Increased amplitude and altered properties of TTX-S INa in small-sized DRG neurons from diabetic rats. A, typical recording traces showing the isolation of TTX-S sodium current (dotted trace) from total sodium current and TTX-R current. Cells were clamped at –80 mV and depolarized to 0 mV after a pre-pulse to –120 mV for 50 ms to obtain total INa as indicated. TTX of 200 nM was delivered by puffer on top of the cell, and TTX-R current trace was recorded. TTX-S current trace was obtained by subtraction of TTX-R INa trace from total INa trace. B, the maximum current density of TTX-S INa enhanced about 40% in DRG neurons from diabetic rats when compared with the control. The I-V curve shifted leftward around 5 mV in DRG neurons of diabetic rats. C, conductance-voltage relationship of TTX-S INa in DRG neurons from control and diabetic rats. The half-activation voltage was –16.1 ± 0.1 mV for TTX-S INa in diabetics and –12.8 ± 0.4 mV in controls, respectively. The difference was significant (p < 0.05). The slope factor was also significant larger in neurons from diabetic rats (5.4 ± 0.3) than that from control rats (2.7 ± 0.1). Error bars indicate S.E.

 
The kinetics of activation of TTX-S INa were calculated and fit with a single Boltzmann equation as shown in Fig. 4C. The midpoint of voltage-dependent activation for TTX-S INa was –12.8 ± 0.4 mV in cells from control rats and –16.1 ± 0.1 mV in cells from diabetic rats. The difference between these values was significant (p < 0.05). The slope factors for the TTX-S INa activation curves were of 2.7 ± 0.1 for diabetic neurons and 5.4 ± 0.3 for control neurons, and the difference between these values was significant (n = 8; p < 0.01).

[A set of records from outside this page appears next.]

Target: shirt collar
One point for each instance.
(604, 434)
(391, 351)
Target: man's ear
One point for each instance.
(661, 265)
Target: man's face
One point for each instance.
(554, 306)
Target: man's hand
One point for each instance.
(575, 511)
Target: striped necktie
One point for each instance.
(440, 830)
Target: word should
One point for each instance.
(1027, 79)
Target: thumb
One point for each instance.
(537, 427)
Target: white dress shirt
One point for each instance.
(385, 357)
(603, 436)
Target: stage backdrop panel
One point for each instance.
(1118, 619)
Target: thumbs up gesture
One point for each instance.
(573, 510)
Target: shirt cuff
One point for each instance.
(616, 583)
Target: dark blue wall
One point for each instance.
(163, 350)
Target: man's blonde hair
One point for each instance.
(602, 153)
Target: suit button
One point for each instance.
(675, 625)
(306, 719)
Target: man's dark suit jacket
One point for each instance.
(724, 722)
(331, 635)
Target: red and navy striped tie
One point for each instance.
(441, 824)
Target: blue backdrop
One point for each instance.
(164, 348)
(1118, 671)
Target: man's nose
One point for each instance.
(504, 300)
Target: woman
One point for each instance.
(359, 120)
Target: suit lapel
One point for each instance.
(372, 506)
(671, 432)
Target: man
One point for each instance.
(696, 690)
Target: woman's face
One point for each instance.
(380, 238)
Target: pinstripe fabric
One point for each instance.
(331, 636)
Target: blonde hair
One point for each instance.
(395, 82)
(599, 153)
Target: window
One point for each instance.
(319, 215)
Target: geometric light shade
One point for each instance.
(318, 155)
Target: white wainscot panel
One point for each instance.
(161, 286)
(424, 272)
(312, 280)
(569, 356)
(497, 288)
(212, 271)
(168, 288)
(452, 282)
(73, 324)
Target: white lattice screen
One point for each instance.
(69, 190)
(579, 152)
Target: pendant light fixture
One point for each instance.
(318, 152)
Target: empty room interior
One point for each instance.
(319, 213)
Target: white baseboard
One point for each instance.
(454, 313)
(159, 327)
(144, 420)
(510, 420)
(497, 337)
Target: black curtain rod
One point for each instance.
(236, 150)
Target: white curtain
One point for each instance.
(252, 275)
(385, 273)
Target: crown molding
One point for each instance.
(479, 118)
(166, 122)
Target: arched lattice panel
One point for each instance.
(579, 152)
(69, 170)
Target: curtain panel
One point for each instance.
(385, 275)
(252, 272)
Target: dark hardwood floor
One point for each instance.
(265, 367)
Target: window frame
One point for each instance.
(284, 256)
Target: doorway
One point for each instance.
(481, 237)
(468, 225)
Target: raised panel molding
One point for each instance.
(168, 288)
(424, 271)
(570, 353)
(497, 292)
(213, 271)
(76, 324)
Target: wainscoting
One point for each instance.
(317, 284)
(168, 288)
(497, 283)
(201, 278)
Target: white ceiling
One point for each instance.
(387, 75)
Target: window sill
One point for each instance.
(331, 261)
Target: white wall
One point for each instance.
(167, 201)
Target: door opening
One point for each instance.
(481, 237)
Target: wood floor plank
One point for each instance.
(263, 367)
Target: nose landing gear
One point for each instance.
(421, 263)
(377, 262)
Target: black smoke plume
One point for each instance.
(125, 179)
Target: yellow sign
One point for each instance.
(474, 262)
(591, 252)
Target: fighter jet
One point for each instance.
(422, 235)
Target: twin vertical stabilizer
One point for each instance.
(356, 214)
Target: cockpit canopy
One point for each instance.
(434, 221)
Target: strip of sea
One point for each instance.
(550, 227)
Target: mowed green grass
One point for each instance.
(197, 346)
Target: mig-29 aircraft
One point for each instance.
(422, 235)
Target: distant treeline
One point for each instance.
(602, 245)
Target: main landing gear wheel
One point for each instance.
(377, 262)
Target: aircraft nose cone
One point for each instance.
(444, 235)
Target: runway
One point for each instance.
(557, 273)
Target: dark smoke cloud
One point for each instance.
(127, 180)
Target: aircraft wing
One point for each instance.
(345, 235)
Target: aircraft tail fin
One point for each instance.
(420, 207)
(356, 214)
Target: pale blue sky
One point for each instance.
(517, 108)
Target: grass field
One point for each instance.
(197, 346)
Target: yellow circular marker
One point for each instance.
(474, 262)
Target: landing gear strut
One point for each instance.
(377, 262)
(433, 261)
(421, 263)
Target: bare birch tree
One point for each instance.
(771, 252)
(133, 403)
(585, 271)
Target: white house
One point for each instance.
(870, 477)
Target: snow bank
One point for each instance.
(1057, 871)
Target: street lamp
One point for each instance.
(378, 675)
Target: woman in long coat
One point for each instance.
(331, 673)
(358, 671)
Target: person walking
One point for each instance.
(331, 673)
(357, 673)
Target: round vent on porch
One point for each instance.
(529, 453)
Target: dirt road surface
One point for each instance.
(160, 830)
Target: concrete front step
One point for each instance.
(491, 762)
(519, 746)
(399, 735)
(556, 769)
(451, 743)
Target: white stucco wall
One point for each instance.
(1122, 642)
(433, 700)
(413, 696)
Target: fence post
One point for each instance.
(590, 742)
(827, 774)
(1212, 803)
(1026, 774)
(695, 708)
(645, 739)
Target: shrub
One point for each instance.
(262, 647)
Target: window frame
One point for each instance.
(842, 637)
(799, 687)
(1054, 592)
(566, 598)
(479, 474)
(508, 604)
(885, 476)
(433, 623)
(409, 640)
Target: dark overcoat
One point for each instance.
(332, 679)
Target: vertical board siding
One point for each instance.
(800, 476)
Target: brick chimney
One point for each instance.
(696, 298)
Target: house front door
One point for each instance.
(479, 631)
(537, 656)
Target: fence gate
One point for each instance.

Increased Slow and Fast Ramp Currents in DRG Neurons from Diabetic Rats—Because threshold ramp currents might influence the excitability of DRG neurons, we also examined sodium currents in small-sized DRG neurons elicited in response to a slow voltage ramp (~0.23 mV/ms) depolarization from –120 mV to +40 mV over a 695 ms time course. To increase INa to more easily measurable levels the Na+ concentration in the external recording solution was increased to from 35 to 120 mM. Sodium currents elicited by this protocol were larger in neurons from diabetic rats than in controls (Fig. 5A). When the peak ramp currents were normalized to cell capacitance, the mean current density was ~130% larger in neurons from diabetic rats compared with the controls (Fig. 5C). In diabetic neurons, the ramp current density was –21.6 ± 3.0 pA/pF whereas it was –6.5 ± 1.3 pA/pF in control neurons (p < 0.01, n = 13 for each cell type).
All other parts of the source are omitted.